Abstract

Understanding the fire prediction capabilities of fuel models is vital to forest fire management. Various fuel models have been developed in the Great Xing'an Mountains in Northeast China. However, the performances of these fuel models have not been tested for historical occurrences of wildfires. Consequently, the applicability of these models requires further investigation. Thus, this paper aims to develop standard fuel models. Seven vegetation types were combined into three fuel models according to potential fire behaviors which were clustered using Euclidean distance algorithms. Fuel model parameter sensitivity was analyzed by the Morris screening method. Results showed that the fuel model parameters 1-hour time-lag loading, dead heat content, live heat content, 1-hour time-lag SAV(Surface Area-to-Volume), live shrub SAV, and fuel bed depth have high sensitivity. Two main sensitive fuel parameters: 1-hour time-lag loading and fuel bed depth, were determined as adjustment parameters because of their high spatio-temporal variability. The FARSITE model was then used to test the fire prediction capabilities of the combined fuel models (uncalibrated fuel models). FARSITE was shown to yield an unrealistic prediction of the historical fire. However, the calibrated fuel models significantly improved the capabilities of the fuel models to predict the actual fire with an accuracy of 89%. Validation results also showed that the model can estimate the actual fires with an accuracy exceeding 56% by using the calibrated fuel models.
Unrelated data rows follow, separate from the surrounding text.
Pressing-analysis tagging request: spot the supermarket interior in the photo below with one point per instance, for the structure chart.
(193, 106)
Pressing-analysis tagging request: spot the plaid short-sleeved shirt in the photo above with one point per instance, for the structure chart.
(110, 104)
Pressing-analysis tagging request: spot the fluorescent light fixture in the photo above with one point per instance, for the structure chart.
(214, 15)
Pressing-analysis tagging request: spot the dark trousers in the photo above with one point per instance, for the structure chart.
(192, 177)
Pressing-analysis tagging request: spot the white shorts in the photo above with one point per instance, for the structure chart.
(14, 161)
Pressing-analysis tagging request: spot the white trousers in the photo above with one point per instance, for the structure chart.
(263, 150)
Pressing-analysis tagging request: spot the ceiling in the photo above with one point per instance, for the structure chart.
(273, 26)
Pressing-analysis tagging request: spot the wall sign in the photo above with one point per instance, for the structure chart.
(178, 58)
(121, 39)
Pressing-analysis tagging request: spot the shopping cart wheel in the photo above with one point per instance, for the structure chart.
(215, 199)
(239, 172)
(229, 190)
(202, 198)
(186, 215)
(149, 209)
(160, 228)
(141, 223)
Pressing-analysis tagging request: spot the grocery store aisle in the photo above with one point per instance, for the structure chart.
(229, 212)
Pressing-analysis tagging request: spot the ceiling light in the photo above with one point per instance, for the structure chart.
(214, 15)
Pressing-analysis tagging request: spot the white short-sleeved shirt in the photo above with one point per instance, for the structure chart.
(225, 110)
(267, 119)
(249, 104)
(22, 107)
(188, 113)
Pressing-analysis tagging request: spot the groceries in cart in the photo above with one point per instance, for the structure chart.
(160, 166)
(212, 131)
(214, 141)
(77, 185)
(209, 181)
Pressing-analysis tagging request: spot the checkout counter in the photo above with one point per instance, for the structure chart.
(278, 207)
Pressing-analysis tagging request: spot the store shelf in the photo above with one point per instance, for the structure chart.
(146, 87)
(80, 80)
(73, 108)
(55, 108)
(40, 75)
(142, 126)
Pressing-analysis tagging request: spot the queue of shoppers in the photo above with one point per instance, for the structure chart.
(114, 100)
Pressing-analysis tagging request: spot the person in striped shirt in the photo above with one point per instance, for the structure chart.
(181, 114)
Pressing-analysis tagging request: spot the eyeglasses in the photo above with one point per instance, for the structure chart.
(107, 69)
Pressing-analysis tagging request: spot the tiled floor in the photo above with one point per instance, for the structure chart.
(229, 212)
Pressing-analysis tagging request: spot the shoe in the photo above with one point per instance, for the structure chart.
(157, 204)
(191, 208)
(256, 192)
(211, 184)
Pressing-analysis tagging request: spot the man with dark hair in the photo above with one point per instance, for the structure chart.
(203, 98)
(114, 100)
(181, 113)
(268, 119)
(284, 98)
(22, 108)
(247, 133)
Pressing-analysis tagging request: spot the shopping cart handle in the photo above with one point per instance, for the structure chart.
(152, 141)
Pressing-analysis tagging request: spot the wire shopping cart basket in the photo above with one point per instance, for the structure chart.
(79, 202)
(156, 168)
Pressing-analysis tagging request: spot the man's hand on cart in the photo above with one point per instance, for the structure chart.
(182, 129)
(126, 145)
Therefore, these fuel models can be efficiently used to calculate fire behaviors, which can be helpful in forest fire management.

Highlights

  • Weather, terrain, and fuel are major factors influencing wildfire occurrence and behaviors [1,2,3], among which fuel is arguably the only factor human can mediate

  • Forest fuel models description We derived seven vegetation types from the 1:1,000,000 vegetation map, which were combined into three fuel models according to their potential fire behaviors (Fig. 3) (Note: 1: Meadow; 2: Shrub; 3: Swamp; 4: Evergreen coniferous forest; 5: Deciduous broadleaf forest; 6: Deciduous coniferous forest; 7: Mixed coniferous and broad-leaf forest)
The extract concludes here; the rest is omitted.